The present invention relates to a method and apparatus for synchronizing a number of decoders in a bi-directional communication network such as a cable television network. In particular, synchronizing data that is inserted into a blanking interval of each television signal designates a horizontal line which is synchronized with a network synchronization (sync) clock. By synchronizing each television signal with the network sync clock, each subscriber terminal (e.g., decoder) in the network can also be synchronized with the network sync clock, and an upstream channel can be time-shared by one or more subscriber terminals to communicate messages synchronously with the network clock to a headend or other network control center.
Interactive applications for television communication networks allow users to transmit messages upstream from a decoder/transmitter terminal (e.g., set-top box) to a headend, or central control point, of the television network. For example, in cable television networks, one or more upstream or return paths are provided for such upstream messages. The upstream path may be provided in the frequency range of 5-30 MHz, for example. Moreover, many set-top boxes which are currently deployed transmit in the range of 8-12 MHz or 8-15 MHz. Generally, the upstream signals do not interfere with the television signals, which are transmitted at carrier frequencies from about 50-500 MHz.
The provision of an upstream channel allows users to transmit messages relating to pay-per-view (PPV) requests, near-video-on-demand (NVOD) requests, requests for account status, Internet access commands, electronic mail, opinion poll data, game or contest data, home shopping data, or other interactive services, for example. Additionally, the above data may be accumulated by the decoder and transmitted on a near-real-time basis or non-real-time basis. Moreover, maintenance functions of the decoder which do not require a user input may also require transmission of upstream messages. This non-user data may relate to monitoring of viewing selections for marketing purposes. Alternatively, non-user data may relate to a decoder status, for example, whether the decoder has been tampered with, or whether the decoder has been updated with particular software.
However, to optimize the throughput of the upstream channel, it is necessary to have a scheme for coordinating the upstream messages of each decoder. With one conventional scheme, the headend polls a particular decoder using an out-of-band signal (e.g., out of the television signal band) to inform that decoder that it can begin transmitting its upstream message. Since the headend controls the transmission of all upstream messages, no further time synchronization between the headend and the decoders is required.
However, the polling scheme is problematic since it is not known when a particular set-top box will have a message to transmit. Allocation of an upstream transmission period which is not used is bandwidth-inefficient. Additionally, the transmission of the polling signal consumes bandwidth.

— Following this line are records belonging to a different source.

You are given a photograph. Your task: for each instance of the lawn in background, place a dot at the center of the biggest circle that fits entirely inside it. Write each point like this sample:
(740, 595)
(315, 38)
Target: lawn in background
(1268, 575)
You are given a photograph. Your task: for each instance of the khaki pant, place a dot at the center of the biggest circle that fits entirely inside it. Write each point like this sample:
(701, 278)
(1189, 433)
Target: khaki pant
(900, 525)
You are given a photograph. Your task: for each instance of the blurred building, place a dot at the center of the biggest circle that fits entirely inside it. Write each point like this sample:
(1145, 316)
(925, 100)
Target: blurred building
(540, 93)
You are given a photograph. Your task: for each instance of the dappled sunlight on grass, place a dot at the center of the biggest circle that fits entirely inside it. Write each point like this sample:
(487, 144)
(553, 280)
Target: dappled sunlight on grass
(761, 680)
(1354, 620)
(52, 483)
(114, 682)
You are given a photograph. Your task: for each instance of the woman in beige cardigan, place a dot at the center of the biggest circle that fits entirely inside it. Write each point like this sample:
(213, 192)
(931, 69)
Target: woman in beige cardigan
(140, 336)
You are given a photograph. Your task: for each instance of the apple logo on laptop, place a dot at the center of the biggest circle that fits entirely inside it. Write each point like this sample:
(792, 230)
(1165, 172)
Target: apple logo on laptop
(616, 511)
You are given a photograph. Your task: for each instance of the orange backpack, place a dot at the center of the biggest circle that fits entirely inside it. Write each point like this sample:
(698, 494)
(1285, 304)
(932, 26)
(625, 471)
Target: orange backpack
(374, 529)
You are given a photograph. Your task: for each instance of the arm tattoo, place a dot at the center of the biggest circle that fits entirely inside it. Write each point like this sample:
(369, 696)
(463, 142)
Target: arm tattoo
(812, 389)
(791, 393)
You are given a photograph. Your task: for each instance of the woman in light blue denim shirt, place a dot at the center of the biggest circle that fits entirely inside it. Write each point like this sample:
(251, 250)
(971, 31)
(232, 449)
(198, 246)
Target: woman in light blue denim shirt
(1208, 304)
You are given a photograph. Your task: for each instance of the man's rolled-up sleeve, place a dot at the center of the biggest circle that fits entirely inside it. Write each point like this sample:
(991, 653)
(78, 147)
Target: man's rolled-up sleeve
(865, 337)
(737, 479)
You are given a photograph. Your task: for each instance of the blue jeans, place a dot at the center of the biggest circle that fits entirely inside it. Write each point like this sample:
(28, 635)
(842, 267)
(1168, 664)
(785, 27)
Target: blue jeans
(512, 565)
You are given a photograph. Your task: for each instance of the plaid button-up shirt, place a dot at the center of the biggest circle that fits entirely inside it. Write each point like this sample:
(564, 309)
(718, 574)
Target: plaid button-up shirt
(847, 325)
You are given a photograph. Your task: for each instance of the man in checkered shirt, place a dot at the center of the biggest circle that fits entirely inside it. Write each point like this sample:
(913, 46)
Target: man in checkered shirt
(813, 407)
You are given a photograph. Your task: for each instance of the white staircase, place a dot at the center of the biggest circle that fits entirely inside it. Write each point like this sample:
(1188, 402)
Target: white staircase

With another conventional scheme, a decoder can tune to a particular channel and synchronize to the television signal on that channel. However, the user is forced to tune to the particular channel. This can be inconvenient if the upstream message which is to be transmitted is not related to the content of the particular television signal. For example, the user may be forced to tune to a channel for ordering pay-per-view programming, but the user may wish to transmit Internet commands or other messages which are not related to the pay-per-view programming.
Additionally, with the conventional schemes, the headend must also synchronize to the particular television signal, and therefore cannot synchronize to an independent network sync signal. Moreover, the conventional schemes do not account for variations in timing of the television signal due to standard tolerances which are acceptable in the industry, and do not allow the use of an independent network sync signal which can be designed to higher accuracy tolerances.
With other conventional schemes, such as the unslotted or unsynchronized ALOHA approach, no synchronization signal is used, and each decoder begins transmitting data packets at arbitrary times. The data packets are broadcast back to the decoders when received by the headend. Thus, a decoder can verify that its packet has been received at the headend. If the packet has not been received, the decoder simply tries to re-transmit it to the headend. However, due to the probability of collisions between different packets, the system throughput is relatively low.
Accordingly, it would be desirable to provide a system for synchronizing one or more decoders in a television network with a network sync signal at a headend of the network. The system should provide synchronization of each decoder without requiring the decoders to tune to a particular television channel. The system should be effective with a plurality of asynchronous television signals. The system should avoid the need for out-of-band polling signals to be sent to the decoders. Furthermore, the system should provide real-time compensation for variations in the timing accuracy of each television signal.
The present invention provides a system having the above and other advantages.